A gare ferroviária de Campanhã, no Porto, será ampliada e ficará com configuração de “estação-ponte”, com uma passagem superior de acesso aos cais de embarque, caso o projecto de execução para receber a alta velocidade seja aprovado.
Segundo o projecto de execução que entrou em consulta pública nesta segunda-feira até dia 29, está previsto “um novo edifício de passageiros, com acessos por ambos os lados da cidade (poente-nascente), incluindo a passagem superior sobre todas as plataformas, interligando a praça a poente e a nova praça intermodal a nascente”, bem como uma “passagem pedonal sobre a actual linha de metro e o terminal dos STCP a poente”.

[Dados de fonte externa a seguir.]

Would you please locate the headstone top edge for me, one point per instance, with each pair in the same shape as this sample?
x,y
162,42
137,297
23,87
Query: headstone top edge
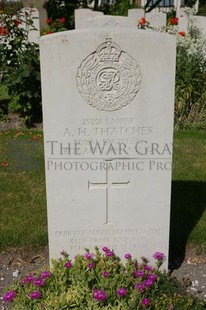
x,y
108,30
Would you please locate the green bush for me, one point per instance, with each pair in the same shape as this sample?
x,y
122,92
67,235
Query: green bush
x,y
57,10
20,67
190,101
100,281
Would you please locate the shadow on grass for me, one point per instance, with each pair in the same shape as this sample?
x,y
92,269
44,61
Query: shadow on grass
x,y
188,203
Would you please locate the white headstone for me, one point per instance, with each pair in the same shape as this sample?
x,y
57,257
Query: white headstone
x,y
81,16
156,19
136,13
200,22
183,22
108,97
111,21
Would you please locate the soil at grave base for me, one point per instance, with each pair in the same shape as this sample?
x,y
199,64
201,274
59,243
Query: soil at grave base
x,y
18,262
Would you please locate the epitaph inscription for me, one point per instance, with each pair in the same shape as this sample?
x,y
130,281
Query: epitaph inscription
x,y
109,78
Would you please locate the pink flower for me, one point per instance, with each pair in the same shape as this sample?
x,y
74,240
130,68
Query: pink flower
x,y
121,291
109,253
105,249
128,256
9,296
91,265
182,33
35,295
139,273
62,20
47,21
145,302
39,282
45,274
68,264
148,283
88,255
148,268
99,295
106,274
159,256
28,279
152,277
4,164
140,287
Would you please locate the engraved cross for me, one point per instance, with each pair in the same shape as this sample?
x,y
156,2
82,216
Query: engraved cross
x,y
108,186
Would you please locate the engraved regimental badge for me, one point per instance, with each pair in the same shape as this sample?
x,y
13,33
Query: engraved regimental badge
x,y
109,78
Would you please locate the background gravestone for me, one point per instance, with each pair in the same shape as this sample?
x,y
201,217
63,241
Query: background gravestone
x,y
156,19
111,21
81,16
108,97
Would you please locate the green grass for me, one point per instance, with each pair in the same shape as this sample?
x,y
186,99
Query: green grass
x,y
188,206
23,199
22,192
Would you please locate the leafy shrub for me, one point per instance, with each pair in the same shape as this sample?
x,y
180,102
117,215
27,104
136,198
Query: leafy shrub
x,y
119,7
20,65
190,102
100,281
62,9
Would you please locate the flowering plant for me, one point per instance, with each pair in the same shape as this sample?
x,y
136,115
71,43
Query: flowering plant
x,y
55,25
142,23
19,65
99,281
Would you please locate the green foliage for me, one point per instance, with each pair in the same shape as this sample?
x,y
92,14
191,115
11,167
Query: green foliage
x,y
59,9
20,64
10,7
120,7
190,103
100,281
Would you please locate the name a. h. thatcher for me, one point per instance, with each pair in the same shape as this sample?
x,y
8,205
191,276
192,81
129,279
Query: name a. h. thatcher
x,y
141,148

A nascente, no âmbito de uma nova praça que irá nascer com a ampliação da estação, está incluída “a construção de um novo parque de estacionamento coberto, com 620 lugares”, que será subterrâneo.

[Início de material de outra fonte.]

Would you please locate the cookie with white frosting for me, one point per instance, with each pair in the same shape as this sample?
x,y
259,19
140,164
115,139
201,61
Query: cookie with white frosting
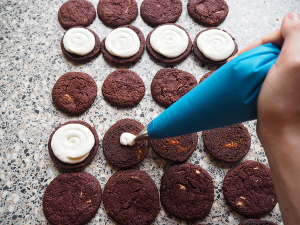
x,y
169,43
124,45
80,44
123,88
214,46
156,12
124,156
72,198
76,13
73,145
115,13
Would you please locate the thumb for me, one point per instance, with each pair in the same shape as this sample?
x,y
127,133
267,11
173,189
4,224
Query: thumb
x,y
290,30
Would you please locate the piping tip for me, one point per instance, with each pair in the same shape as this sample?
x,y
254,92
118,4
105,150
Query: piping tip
x,y
143,135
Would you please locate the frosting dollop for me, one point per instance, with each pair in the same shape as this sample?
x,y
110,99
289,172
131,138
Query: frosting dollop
x,y
127,139
169,40
215,44
122,42
79,41
72,143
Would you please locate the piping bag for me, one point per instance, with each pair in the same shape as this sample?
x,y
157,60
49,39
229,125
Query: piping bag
x,y
227,97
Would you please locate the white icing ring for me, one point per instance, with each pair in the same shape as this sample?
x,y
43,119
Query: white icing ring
x,y
72,143
215,44
122,42
169,40
127,139
79,41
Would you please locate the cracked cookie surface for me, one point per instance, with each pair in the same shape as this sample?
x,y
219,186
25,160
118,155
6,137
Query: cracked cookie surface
x,y
168,85
187,191
156,12
208,12
248,189
72,198
116,13
131,197
74,92
123,88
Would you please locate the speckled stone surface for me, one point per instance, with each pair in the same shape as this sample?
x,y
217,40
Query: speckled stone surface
x,y
31,61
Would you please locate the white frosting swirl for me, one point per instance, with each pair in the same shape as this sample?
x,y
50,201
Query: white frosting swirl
x,y
169,40
79,41
215,44
127,139
122,42
72,143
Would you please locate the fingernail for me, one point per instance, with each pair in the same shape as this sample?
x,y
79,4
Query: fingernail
x,y
294,16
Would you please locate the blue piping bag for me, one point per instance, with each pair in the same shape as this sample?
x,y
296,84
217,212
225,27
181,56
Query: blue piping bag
x,y
227,97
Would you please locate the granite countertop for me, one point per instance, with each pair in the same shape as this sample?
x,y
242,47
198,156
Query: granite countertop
x,y
31,62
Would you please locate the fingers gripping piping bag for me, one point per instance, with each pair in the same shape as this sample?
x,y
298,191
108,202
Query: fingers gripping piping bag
x,y
227,97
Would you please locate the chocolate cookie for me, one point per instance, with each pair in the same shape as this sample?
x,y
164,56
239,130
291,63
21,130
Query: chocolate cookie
x,y
156,12
256,222
132,59
161,58
203,58
76,13
206,75
83,58
187,192
208,12
74,92
123,88
86,161
116,13
72,198
248,189
230,143
168,85
124,156
131,197
176,149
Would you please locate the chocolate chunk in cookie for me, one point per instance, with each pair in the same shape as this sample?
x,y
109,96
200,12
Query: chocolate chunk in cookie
x,y
123,88
76,13
131,197
187,192
116,13
74,92
168,85
72,198
208,12
248,189
156,12
176,149
230,143
120,155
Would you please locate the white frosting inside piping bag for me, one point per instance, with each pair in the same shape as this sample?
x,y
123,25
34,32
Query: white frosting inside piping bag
x,y
122,42
79,41
215,44
127,139
169,40
72,143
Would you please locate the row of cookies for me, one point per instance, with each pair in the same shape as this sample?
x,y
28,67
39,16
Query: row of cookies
x,y
167,43
115,13
186,191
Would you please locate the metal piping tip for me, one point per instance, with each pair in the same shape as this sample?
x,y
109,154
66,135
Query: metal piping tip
x,y
143,135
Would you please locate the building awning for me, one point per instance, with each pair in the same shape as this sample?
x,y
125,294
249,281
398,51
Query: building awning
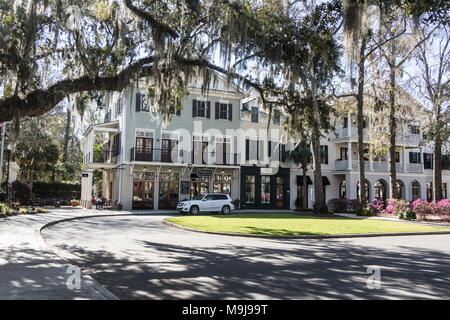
x,y
325,180
300,180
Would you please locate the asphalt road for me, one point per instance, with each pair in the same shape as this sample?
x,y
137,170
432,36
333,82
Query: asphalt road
x,y
137,257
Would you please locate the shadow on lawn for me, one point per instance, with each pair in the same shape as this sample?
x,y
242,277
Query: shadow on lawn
x,y
223,268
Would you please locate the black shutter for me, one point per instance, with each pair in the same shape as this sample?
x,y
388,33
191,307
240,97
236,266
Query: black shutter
x,y
194,108
138,102
208,109
247,149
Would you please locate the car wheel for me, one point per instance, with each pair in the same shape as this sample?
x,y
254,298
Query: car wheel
x,y
194,210
226,210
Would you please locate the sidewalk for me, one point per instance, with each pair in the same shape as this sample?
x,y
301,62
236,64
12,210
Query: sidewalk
x,y
29,269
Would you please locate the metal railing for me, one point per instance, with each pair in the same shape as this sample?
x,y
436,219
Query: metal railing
x,y
186,157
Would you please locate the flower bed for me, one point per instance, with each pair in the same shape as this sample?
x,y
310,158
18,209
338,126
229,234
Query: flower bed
x,y
418,209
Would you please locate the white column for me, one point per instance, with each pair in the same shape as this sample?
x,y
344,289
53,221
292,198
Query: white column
x,y
349,124
405,156
349,156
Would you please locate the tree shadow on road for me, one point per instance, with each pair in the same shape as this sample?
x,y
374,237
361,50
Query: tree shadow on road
x,y
300,269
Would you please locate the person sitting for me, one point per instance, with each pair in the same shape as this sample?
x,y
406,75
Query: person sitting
x,y
99,203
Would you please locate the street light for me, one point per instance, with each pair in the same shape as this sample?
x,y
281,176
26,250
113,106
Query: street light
x,y
8,150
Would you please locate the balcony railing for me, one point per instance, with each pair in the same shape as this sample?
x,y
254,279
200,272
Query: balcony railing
x,y
108,156
186,157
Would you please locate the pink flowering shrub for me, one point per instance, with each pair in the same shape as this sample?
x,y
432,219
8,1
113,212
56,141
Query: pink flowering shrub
x,y
442,209
397,207
377,205
422,208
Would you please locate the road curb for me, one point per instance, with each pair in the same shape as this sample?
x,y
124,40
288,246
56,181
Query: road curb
x,y
263,236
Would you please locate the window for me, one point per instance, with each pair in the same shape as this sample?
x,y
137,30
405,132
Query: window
x,y
279,189
415,190
142,103
324,154
344,154
255,114
265,189
428,161
415,130
224,111
276,117
201,108
414,157
342,190
250,189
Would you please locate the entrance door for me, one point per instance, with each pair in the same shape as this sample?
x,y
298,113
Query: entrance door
x,y
199,187
143,194
168,194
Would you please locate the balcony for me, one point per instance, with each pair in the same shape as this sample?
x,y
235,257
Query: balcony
x,y
185,157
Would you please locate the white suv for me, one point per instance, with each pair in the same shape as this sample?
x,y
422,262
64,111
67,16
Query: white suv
x,y
211,202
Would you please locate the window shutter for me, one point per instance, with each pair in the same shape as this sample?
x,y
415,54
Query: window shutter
x,y
138,102
194,108
247,149
208,109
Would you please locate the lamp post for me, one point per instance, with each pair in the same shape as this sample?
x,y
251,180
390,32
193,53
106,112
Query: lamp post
x,y
8,151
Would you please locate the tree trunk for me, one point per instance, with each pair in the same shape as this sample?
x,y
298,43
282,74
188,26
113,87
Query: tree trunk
x,y
67,134
437,168
360,104
305,186
392,131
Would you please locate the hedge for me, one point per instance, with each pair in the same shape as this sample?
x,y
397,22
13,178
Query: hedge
x,y
56,190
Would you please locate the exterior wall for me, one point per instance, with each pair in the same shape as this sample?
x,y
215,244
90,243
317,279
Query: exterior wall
x,y
121,174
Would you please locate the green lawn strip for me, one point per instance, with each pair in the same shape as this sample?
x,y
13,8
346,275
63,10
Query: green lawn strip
x,y
288,224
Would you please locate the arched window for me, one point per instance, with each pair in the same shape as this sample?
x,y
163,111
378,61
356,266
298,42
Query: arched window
x,y
342,190
380,190
415,190
367,190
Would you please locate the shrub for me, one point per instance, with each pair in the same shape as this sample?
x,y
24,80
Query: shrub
x,y
421,208
20,192
397,207
56,190
442,209
377,205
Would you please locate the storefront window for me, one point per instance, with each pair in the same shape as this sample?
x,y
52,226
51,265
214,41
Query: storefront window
x,y
265,189
250,189
222,183
280,188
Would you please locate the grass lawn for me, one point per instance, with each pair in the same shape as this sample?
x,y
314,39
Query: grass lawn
x,y
288,224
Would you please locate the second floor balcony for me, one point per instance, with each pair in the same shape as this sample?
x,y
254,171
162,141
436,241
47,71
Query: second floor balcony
x,y
184,157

Já a poente, na actual entrada principal da estação, há a “intenção de arborizar a praça poente frente ao edifício de estação novecentista, e de condicionar o trânsito apenas a veículos autorizados, táxis e acesso ao parque de estacionamento”, uma alteração face ao anterior projecto (Outubro de 2025) que foi chumbado, que previa a relocalização da praça de táxis para nascente e o corte desse acesso ao parque de estacionamento, o mais próximo da actual estação, a favor de mais espaço exclusivo para os peões.
Para a construção da passagem superior será demolida a “torre do relógio” existente a norte do edifício da estação, para dar lugar à nova passagem superior que funcionará também como edifício de passageiros, pretendendo ligar “todas as “pontas soltas” que actualmente compõem o extenso e disperso programa de interface de transportes de Campanhã”.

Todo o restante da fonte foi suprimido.